Business Standard

Resist the siren call of SME stocks

Low liquidity and lack of publicly available information make this segment a risky bet for even wealthy investors

Ashley Coutinho
There haven't been too many initial public offerings (IPO) on the exchanges in the past three years. However, the SME segment, a platform introduced in 2012 for listing small and medium sized enterprises, has been active, with 86 offerings on the BSE and another six on the National Stock Exchange (NSE).

Their performance since listing has been a mixed bag. Five of those listed on the BSE have clocked gains of about 1,000 per cent, while another 13 have given returns of around 100 per cent. However, 37 firms are in the red. Among those listed on the NSE, four are marginally in the black and one has given negative returns. Almost half these stocks were listed in 2013.

Strategy
Can investors add these to their portfolio? For starters, these stocks are not meant for retail investors, as the minimum lot size for investment varies between Rs 1 lakh and Rs 2 lakh. According to experts, high net worth individuals with a high risk appetite can look at these, provided they do not make up more than five per cent of the total equity portfolio.

"There can be a few opportunities in this segment if investors are willing to take risks. You need to think like a private equity or venture capital investor and bet for the long term," said G Chokkalingam, founder, Equinomics Research and Advisory. His quick tip: Look for an idea or theme that can become big in the next four-five years. Look for companies with a turnover of at least Rs 50 crore, with a consistent record of profits.

Since there is a high probability of your entire capital being wiped out in these companies, experts have a word of advice. "Invest in at least 10 stocks at a time. Even if most of these bite the dust, one or two might be able to give super-normal returns," says Feroze Azeez, executive director at Anand Rathi.

Extending this logic, Azeez feels investors should enter and exit these stocks at the same time. "View your investment as a portfolio, not as individual stocks. Exit may be difficult because of poor liquidity but the plan should be to exit the entire portfolio in less than six months," he says.

  Risks
Analysing these firms can be difficult as they are not tracked by analysts and there is not much information in the public domain. This means investors are on their own when it comes to assessing the fundamentals and gauging credibility of the promoters. "Management credibility is the most important aspect to look at. Find out if the promoters have been able to successfully turnaround such start-ups in the past," says Azeez.

The good news is that the BSE is looking to strengthen the qualitative aspects of firms listed on the SME platform. From April 1, companies need to meet the minimum net worth requirement of Rs 3 crore, as opposed to Rs 1 crore earlier. Similarly, the threshold for post-issue paid-up capital, as well as the net tangible assets, will be raised to Rs 3 crore. A higher limit should deter non-serious players from accessing the market and bring in better promoters.

The listing norms for Emerge, the SME trading platform of NSE, will not be changed but the exchange has been selective about allowing companies to list.

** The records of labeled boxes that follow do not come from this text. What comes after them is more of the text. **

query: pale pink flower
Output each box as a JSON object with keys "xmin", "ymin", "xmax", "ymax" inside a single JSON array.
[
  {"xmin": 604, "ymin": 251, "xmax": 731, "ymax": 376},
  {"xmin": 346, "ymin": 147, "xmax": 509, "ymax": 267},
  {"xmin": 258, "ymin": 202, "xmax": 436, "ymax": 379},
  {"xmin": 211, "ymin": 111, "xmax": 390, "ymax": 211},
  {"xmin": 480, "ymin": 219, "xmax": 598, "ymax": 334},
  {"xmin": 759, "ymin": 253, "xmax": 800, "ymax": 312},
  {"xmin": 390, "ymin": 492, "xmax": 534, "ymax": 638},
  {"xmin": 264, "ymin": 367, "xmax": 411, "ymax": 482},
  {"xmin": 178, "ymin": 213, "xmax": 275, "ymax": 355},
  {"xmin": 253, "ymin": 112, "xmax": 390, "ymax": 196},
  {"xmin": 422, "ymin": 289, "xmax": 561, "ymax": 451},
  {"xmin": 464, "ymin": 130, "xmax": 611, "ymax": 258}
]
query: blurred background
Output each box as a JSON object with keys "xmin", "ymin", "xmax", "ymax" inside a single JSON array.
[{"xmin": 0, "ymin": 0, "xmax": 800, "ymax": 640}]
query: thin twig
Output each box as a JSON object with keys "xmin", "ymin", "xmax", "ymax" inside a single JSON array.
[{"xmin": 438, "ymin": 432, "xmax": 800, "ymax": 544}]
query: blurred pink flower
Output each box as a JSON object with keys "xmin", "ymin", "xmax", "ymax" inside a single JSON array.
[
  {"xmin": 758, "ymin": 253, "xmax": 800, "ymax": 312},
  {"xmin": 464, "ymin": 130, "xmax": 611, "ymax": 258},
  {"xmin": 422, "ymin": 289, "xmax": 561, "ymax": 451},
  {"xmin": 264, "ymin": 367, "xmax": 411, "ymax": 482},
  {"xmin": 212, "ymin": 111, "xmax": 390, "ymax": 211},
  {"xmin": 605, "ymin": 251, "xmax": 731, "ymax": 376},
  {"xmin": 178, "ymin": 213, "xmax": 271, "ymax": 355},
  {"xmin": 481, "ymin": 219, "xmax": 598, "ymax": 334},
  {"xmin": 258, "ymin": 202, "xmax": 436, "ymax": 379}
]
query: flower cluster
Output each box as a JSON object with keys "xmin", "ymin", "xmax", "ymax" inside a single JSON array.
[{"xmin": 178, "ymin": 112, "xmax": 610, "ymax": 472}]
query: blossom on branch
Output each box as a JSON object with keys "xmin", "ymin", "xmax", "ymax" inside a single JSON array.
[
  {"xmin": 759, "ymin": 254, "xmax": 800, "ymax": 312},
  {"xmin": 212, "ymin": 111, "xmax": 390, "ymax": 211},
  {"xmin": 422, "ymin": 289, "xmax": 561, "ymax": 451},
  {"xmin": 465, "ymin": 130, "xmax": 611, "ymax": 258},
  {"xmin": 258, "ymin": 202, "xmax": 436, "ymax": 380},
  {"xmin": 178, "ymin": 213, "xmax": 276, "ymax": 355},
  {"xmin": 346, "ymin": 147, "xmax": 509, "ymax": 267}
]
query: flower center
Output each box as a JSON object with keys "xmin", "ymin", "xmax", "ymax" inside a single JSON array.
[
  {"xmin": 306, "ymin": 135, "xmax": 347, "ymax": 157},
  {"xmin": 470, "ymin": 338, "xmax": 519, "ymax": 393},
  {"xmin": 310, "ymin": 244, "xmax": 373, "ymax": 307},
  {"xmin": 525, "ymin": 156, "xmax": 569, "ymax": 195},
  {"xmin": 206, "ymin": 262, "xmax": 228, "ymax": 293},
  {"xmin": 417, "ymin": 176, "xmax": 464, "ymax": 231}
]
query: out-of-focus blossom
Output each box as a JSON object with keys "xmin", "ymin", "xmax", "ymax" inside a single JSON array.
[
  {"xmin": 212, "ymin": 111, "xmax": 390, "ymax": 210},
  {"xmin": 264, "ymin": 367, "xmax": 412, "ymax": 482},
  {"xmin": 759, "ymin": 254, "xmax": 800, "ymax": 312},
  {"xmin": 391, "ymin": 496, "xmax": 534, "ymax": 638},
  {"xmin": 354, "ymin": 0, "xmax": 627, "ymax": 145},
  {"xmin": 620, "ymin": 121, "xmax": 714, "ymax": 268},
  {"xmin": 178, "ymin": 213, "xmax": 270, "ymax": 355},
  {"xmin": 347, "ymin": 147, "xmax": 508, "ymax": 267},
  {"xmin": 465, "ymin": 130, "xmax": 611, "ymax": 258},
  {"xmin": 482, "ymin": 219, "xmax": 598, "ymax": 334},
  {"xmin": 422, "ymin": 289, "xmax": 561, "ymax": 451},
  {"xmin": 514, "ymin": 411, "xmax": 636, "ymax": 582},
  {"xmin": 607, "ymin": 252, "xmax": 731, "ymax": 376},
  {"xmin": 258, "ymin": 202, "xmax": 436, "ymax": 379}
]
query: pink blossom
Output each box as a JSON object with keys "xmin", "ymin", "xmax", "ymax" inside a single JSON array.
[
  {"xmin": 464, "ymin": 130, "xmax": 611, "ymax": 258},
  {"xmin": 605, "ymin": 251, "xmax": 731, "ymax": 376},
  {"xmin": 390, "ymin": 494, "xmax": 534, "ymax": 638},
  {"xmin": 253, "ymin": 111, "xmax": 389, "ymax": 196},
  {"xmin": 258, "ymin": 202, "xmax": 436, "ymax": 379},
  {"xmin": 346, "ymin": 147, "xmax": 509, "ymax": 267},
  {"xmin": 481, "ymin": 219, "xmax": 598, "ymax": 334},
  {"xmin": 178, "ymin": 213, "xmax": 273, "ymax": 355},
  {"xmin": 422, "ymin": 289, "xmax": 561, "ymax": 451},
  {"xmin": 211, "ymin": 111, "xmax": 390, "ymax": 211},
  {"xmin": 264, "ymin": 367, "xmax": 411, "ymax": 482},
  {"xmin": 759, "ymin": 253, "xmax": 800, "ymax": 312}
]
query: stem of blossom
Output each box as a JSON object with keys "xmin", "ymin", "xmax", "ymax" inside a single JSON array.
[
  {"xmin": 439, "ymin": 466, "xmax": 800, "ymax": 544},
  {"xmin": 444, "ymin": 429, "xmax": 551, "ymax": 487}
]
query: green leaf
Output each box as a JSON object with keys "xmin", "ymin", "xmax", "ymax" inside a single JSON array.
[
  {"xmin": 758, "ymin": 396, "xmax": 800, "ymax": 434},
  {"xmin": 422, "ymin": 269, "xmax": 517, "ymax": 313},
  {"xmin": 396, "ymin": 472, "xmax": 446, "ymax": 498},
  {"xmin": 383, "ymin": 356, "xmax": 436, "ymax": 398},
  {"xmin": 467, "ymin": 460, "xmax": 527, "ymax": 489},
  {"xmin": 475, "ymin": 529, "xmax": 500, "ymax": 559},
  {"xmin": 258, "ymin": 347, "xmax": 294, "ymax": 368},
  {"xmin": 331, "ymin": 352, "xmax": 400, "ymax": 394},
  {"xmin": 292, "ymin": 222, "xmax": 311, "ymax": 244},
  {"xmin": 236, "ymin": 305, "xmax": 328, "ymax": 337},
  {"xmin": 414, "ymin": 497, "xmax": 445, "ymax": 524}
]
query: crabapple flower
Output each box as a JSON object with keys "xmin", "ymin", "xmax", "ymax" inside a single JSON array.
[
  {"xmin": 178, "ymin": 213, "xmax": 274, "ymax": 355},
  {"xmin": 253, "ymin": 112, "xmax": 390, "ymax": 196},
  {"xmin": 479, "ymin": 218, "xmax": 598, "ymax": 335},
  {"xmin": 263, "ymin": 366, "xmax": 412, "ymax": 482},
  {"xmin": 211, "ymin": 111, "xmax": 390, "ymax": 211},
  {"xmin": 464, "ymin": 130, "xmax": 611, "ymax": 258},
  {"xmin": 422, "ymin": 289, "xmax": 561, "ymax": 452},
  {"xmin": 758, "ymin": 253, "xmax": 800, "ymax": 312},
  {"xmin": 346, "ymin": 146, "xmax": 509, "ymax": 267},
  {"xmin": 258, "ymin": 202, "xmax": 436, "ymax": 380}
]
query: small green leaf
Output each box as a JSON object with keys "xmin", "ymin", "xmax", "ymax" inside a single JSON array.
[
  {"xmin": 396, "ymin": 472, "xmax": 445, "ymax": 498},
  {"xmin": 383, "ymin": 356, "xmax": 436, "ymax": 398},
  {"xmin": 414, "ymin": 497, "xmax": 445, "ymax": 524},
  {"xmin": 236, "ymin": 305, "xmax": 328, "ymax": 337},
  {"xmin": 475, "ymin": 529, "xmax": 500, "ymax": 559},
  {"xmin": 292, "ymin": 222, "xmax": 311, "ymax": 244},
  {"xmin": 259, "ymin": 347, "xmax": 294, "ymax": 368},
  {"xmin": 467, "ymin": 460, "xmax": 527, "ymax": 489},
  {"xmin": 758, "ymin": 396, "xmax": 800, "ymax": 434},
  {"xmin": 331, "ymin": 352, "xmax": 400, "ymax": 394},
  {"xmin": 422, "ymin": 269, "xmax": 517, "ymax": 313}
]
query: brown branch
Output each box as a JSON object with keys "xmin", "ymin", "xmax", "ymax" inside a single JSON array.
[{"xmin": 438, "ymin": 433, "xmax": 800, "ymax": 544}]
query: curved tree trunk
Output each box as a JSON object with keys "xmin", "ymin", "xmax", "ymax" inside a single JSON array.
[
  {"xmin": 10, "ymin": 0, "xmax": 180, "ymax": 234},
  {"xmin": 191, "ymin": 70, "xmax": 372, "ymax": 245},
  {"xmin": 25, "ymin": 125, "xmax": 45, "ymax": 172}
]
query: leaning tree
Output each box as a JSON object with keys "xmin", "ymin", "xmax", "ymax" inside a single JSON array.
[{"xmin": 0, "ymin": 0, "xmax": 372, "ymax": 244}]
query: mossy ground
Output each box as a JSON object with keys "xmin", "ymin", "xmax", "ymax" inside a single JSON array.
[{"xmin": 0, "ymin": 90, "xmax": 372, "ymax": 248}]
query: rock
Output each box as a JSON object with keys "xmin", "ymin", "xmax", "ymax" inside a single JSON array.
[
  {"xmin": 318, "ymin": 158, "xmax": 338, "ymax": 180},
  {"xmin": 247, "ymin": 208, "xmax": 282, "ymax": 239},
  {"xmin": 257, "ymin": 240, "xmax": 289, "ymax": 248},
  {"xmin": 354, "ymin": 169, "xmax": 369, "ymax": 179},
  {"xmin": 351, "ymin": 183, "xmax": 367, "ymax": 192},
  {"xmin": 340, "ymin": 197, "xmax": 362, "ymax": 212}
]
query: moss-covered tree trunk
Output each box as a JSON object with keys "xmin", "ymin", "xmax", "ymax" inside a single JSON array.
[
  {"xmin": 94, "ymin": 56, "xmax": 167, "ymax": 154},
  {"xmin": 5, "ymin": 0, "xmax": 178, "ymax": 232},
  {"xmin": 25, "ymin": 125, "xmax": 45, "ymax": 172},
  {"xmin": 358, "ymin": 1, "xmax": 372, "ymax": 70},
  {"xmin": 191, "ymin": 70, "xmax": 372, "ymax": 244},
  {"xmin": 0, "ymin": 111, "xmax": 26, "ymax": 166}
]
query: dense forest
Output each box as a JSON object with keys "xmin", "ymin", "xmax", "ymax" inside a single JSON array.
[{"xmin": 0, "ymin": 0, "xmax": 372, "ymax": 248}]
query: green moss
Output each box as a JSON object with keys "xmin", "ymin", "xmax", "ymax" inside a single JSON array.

Emerge prescribes that a company has a record of three years and positive cash accrual from operations for at least two financial years prior to making a listing application.

Liquidity can be an issue. "It is an extremely shallow market and there is no genuine buying and selling on the platform. The stocks are traded among a select group, mostly promoters. You can't get in and out at will," says G Ganesh, founder, Inga Capital. Adds Azeez: "If we compare a company with a market capitalisation of Rs 25 crore with another with a market cap of Rs 25,000 crore, the impact of poor liquidity on the price movement of the former can be 20-40 times more."

To be sure, under the present guidelines, market makers are required to ensure liquidity for three years after listing. "Market makers are required to provide buy and sell quotes for 75 per cent of the market time each trading day," says Gaurav Jain, director, Hem Securities, adding that in many cases, liquidity on the segment is better than in some of the small-cap companies listed on the main board. "Remember that the universe of stocks is limited. While there are 90 stocks listed on the segment, only about 10 might offer a good investment opportunity," says B Gopkumar, head - retail broking, Kotak Securities.

Way ahead
Some experts believe the SME system is not yet conducive for non-institutional participation. "I would not recommend the segment even for high-risk investors. There are enough stocks on the main board to invest for those looking for multi-baggers," says Ganesh.

He has a point. Since 2012, about 60 BSE small-cap firms have given more than 500 per cent returns. Also, of the 16 firms listed on the main exchanges since 2012, seven have gained more than 100 per cent.

Ganesh believes the need of the hour is to improve institutional participation. "Public sector banks should be allowed to invest in these firms. Only once the overall institutional participation improves, should the segment be thrown open to non-institutional investors."